When a human subject is placed in the scanner of a given field strength, one could assume that all of the body’s ¹H nuclei exhibit the same resonance frequency. In reality, however, minute frequency variations are observed depending on the molecular structure the atomic nucleus is embedded in. The field variations to cause these frequency shifts are based on two different effects. The electronic, i.e., the chemical, environment around the atomic nucleus at hand results in a so-called “chemical shift” and the correlation of different nuclei of the same molecule mediated through their binding electrons is referred to as dipolar or J-coupling. Chemical shift and J-coupling critically rely on the molecules’ chemical and geometric composition. As such, their measurement provides a wealth of intramolecular, microscopic information from a relatively simple, “macroscopic” MRS experiment. Notably, chemical shift and J-coupling are the basis for the key role MRS is playing in structural and analytical chemistry. Although chemical shift and J-coupling were discovered in the 1950s, it was not until 20 years later that MRS was applied to identify and quantify biochemicals in living cells (Shulman et al., 1979) and eventually in vivo (Ackerman et al., 1980). With this paradigm shift, the goal was no longer to study the physicochemical properties of substances, but to use the knowledge on the substance-specific spectroscopic patterns, i.e., their spectroscopic fingerprint, to separate and quantify these substances in vivo to infer the concentrations of metabolites and the fluxes of metabolic pathways.
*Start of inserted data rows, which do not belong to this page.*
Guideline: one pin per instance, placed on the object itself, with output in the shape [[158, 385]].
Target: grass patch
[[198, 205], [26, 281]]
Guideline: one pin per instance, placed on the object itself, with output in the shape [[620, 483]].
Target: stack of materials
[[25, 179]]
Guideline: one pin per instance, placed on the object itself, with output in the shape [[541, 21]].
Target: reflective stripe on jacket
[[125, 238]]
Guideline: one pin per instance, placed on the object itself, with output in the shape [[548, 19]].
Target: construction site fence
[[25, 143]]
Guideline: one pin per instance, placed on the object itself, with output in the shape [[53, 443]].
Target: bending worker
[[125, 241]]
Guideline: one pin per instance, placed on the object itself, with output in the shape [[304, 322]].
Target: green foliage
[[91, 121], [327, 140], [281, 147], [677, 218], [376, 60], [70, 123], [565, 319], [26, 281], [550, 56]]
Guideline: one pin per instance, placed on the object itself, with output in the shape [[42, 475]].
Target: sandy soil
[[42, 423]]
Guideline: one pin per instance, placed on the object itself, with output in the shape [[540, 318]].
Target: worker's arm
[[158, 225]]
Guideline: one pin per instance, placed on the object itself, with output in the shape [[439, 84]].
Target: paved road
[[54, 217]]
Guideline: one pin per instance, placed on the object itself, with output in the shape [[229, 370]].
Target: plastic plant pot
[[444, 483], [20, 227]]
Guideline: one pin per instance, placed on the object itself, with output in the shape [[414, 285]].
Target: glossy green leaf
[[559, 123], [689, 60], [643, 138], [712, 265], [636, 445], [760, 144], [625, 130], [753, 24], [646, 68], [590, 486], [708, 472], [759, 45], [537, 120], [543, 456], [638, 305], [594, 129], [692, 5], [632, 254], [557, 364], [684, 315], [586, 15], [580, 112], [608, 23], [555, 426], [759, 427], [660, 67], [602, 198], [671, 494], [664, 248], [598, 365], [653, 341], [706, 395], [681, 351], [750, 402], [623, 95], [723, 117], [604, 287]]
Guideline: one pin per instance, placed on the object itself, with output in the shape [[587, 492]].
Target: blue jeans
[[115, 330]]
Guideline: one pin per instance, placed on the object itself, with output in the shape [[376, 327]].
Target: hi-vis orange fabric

MRS allows the noninvasive quantification of neurochemicals that contain MR-sensitive isotopes (e.g., ¹H). Hydrogen is prevalent in most metabolites of the human brain and the ¹H nucleus is the most relevant isotope for in vivo MRS. The gyromagnetic ratio of ¹H is highest for all stable isotopes; therefore, its sensitivity in MR experiments is higher than for any other nucleus. Furthermore, the natural abundance of the ¹H nucleus is almost 100%. The first in vivo MRS measurements of the living brain were in 1982 on a small-bore high-field MR system (Behar et al., 1983). With the subsequent rapid development of large-bore high-field magnets and volume localization by the mid-1980s, the first ¹H MR spectra of human brain were obtained (Bottomley et al., 1983; Frahm et al., 1989) and today ¹H MR spectra can be somewhat routinely obtained on all clinical MRI systems of 1.5 T and higher in field strength.

Although a series of brain metabolites can be identified with ¹H MRS (Govindaraju et al., 2000), the number of substances that are assessable under in vivo conditions does not exceed 15–20 (Mekle et al., 2009; Tkac et al., 2009; Emir et al., 2011a) and is typically well below. Further MR-visible isotopes with biochemical relevance have been shown to provide valuable information on tissue physiology and biochemistry. Phosphorus (³¹P) MRS, for instance, allows the quantification of key components of the tissues’ energy metabolism (ATP, ADP, and phosphocreatine) and to study, for example, bioenergetic deficits in response to disease (Befroy & Shulman, 2011). MRS employing the ¹³C isotope enables the study of Krebs (TCA) cycle intermediates, and the predictable transfer of infused ¹³C-label between specific positions of the carbon chains of these intermediates stands out by providing turnover rates and metabolic fluxes (Rothman et al., 2011). Today’s clinical MRS, however, mostly relies on ¹H whereas other nuclei are predominantly used in basic and preclinical research. The need for nonstandard hardware and specialized MRS methods for non-¹H MRS might be reasons why these applications have yet to prevail in clinical practice. This chapter therefore focuses on the basic principles of ¹H MRS, although where appropriate extensions to other nuclei will be discussed (for more detail on this topic see Chapters 4.1–4.3.).